© 2017 Butler County Historical Society. All Rights Reserved.

Sponsored By:


Pullman-Standard Steel Car Company


Artist:  Christopher Lovelady

Sponsored by:  Butler County Historical Society

Building Owner:  City of Butler

Mural located at 200 West Vogeley Street, Butler, PA

Walldog Organizer: Scott "Cornbread" Lindley

2016 Butler Brush-Up hosted by the Butler County Historical Society

The Standard Steel Car Company was founded in 1902 by John Hansen and “Diamond” Jim Brady.  The land Hansen acquired was part of the Butler County Fairgrounds, the Pickle factory, Duffy’s Meadow, J. George Stamm’s Brickyard, and the McGinley Property.  By the time the ground breaking ceremony was held, Brady had already secured orders for 6,000 cars.  The plant was half a mile long and reportedly the longest building under one roof in the world.  Standard manufactured all their own parts, except for the wheels on their freight cars.

            As the company grew the need for workers increased and the workers needed somewhere to live.  One hundred homes were built on the land that had been the John McElroy farm.  A town had begun to form.  Hansen named this fledgling town Lyndora after his daughter, Lynda, and his wife, whose nickname was Dora.  The company constructed fifty cooperative apartments beside the plant.  These apartments soon became known as “Red Row,” owing the name to the red boxcar paint used on the clapboard frames.

            In 1911, Standard built a state of the art automobile manufacturing plant.  In 1912, the Butler plant entered the automobile business with the Standard Eight, Monarch of the Mountains.  The Standard Eight was produced in four models and cost between $2,300 and $2,600.  The vehicle was produced until 1921.  The automobile plant with surrounding buildings was sold to Sir Herbert Austin of the American Austin Car Company in 1929.

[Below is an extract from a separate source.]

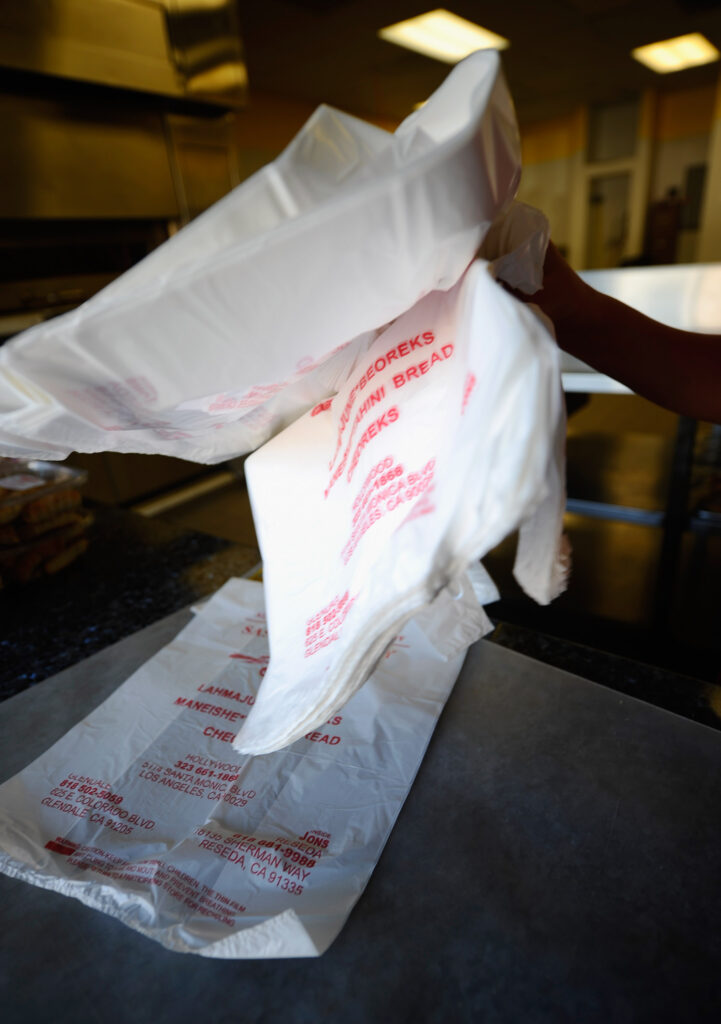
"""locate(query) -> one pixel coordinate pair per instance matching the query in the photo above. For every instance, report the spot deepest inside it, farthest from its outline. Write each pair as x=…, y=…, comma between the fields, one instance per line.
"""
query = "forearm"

            John Hansen was in France visiting the branch of the Standard Steel Car Company, he had built there during World War I, when he died of a heart attack in 1929.  The same year, Standard Steel Car Company merged with the Pullman Company, creating the Pullman Standard Car Company.

            In 1980, Pullman-Standard was purchased by Wheelabrator-Frye Incorporated.  This purchase brought hope to many in Butler regarding the future of the plant.  Instead the plant closed within the next two years.  In April 1981, during a two day strike, the company asked for wage concessions, pledging $50,000,000 to renovate the plant and the consolidation of the company’s Butler and Bessemer, Ala., freight car productions in Butler.  The workers only agreed to a one-year freeze on hourly wage increases.  The improvements and consolidation never materialized.

            Five-hundred workers were laid off in late 1981.  On February 3, 1982, the plant closed permanently.  In 1993, the Pullman Center shopping plaza opened on part of what had once been the site of the factory.